Working remotely for NASA allowed Hernandez to live at home with her parents and older sister in the Chicago suburbs. She’s very close with her family, whom she considers her biggest supporters, always pushing her to do her best. But she said she would have enjoyed seeing some of the Green Run launches, which include NASA’s first full test of all the space launch system core stage hardware, in person at the Stennis Space Center in Mississippi, where her internship technically was based.

“I’ll get my chance to see the rockets one day,” Hernandez said. “When I watched the Crew Dragon launch, that was so inspirational to me. I am completely in awe of what SpaceX is doing. That became my new Tesla, and that’s when I began to push to get hired there.”
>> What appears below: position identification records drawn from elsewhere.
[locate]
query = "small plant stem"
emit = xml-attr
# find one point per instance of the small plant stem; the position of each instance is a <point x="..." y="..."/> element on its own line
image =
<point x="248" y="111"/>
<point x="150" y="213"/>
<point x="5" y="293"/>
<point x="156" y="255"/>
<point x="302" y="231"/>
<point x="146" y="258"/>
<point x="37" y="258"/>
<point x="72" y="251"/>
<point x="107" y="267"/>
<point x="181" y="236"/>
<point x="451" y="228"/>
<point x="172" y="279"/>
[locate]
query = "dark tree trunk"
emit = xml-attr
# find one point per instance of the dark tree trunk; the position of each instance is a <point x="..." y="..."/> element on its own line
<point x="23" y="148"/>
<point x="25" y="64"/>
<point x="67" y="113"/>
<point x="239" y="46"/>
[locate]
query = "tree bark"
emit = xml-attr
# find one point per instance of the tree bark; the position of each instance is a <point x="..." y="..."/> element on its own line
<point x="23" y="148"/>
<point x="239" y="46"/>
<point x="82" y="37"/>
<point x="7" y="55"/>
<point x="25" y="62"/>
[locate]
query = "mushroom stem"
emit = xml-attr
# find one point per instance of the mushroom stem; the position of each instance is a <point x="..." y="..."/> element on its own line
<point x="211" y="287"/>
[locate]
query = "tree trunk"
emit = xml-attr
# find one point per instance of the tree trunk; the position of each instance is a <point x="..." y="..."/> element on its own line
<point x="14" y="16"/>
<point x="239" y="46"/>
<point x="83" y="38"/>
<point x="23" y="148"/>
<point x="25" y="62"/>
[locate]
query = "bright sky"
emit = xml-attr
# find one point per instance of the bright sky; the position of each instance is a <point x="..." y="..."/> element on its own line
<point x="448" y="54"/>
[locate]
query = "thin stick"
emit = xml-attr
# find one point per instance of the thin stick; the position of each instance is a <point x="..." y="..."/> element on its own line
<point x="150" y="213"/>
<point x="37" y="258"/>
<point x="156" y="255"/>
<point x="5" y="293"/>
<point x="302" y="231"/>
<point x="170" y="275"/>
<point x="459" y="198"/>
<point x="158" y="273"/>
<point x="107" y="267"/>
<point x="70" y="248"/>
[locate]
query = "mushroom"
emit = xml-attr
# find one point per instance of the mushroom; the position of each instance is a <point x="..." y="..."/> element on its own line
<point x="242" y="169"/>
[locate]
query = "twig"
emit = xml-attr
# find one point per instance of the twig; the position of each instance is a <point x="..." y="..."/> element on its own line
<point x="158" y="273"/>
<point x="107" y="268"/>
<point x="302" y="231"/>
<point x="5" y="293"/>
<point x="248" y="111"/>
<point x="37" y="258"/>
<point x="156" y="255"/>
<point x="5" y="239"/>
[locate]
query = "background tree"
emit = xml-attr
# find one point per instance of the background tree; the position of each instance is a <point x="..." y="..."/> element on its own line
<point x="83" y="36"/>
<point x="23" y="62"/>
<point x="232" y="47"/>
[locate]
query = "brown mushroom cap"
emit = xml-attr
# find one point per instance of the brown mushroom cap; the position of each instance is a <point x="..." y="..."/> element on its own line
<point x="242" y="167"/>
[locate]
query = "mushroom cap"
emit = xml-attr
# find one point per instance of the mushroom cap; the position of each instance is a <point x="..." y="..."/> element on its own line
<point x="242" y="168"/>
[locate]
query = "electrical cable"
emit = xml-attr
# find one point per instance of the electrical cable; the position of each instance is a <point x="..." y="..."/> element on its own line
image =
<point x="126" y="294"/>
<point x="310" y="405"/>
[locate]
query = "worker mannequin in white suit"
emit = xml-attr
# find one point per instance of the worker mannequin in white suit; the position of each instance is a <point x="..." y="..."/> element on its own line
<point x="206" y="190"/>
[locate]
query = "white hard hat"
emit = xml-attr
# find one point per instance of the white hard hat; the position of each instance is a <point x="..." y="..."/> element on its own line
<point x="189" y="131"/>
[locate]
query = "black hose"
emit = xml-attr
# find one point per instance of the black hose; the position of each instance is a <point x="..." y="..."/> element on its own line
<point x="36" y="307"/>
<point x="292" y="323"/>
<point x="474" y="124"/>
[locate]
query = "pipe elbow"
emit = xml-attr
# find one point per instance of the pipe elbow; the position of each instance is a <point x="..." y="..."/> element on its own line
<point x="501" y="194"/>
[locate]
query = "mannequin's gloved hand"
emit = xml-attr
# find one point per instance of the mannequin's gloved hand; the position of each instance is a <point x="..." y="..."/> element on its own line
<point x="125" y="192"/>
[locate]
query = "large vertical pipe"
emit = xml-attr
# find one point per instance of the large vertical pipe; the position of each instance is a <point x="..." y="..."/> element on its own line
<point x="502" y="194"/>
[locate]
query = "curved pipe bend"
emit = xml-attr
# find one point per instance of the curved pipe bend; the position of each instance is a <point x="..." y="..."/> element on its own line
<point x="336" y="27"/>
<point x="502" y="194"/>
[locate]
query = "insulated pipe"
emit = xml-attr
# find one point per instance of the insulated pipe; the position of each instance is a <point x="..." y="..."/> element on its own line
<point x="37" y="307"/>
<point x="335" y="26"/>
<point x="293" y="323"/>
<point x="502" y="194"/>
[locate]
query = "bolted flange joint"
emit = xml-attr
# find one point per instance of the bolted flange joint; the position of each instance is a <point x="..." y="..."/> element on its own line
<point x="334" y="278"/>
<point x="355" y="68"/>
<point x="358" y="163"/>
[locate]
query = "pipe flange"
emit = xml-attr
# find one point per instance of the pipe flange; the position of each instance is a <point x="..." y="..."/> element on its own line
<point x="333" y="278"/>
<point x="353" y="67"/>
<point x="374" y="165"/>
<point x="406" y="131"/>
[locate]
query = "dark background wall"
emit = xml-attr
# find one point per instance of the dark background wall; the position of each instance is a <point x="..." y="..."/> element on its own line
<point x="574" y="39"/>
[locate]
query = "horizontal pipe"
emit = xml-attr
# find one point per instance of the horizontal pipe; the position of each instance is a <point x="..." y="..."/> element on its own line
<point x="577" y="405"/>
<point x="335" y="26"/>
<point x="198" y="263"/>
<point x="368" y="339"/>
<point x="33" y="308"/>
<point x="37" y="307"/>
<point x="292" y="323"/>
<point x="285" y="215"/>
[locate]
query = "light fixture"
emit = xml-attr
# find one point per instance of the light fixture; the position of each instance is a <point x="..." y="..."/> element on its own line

Hernandez already has landed an internship with SpaceX in avionics for the Falcon rockets. She takes off for that opportunity in California this summer.

Hernandez doesn’t know what will come after SpaceX or her UIC graduation, which she anticipates will take place in December 2022. She is contemplating an advanced degree in robotics or autonomous systems or taking a job in industry, joking that the plan changes every month. She is now president of VESE and involved in UIC’s Women in Engineering Program, where has found a passion in helping middle and high school students with career discovery.

She credits two mentors with doing the same for her while she was a student at Lockport Township High School: her AP chemistry teacher, Colleen Gosewisch, whom she calls “Ms. G” and who urged her to become an engineer, and William Kane, another science teacher who worked with Hernandez on an Exemplary Student Research Program at Argonne National Laboratory, which allows high school students access to the world-class facility to conduct experiments with their teachers.

Hernandez also believes UIC has been critical to her success.

“I tell anyone who will listen to come here. It’s a fantastic education with great professors and fellow students. It’s affordable. And there are so many resources: the Guaranteed Paid Internship Program, the career fairs and Engineering Career Center, and the student organizations. UIC is so diverse and welcoming,” Hernandez said. “I’m so happy I came here.”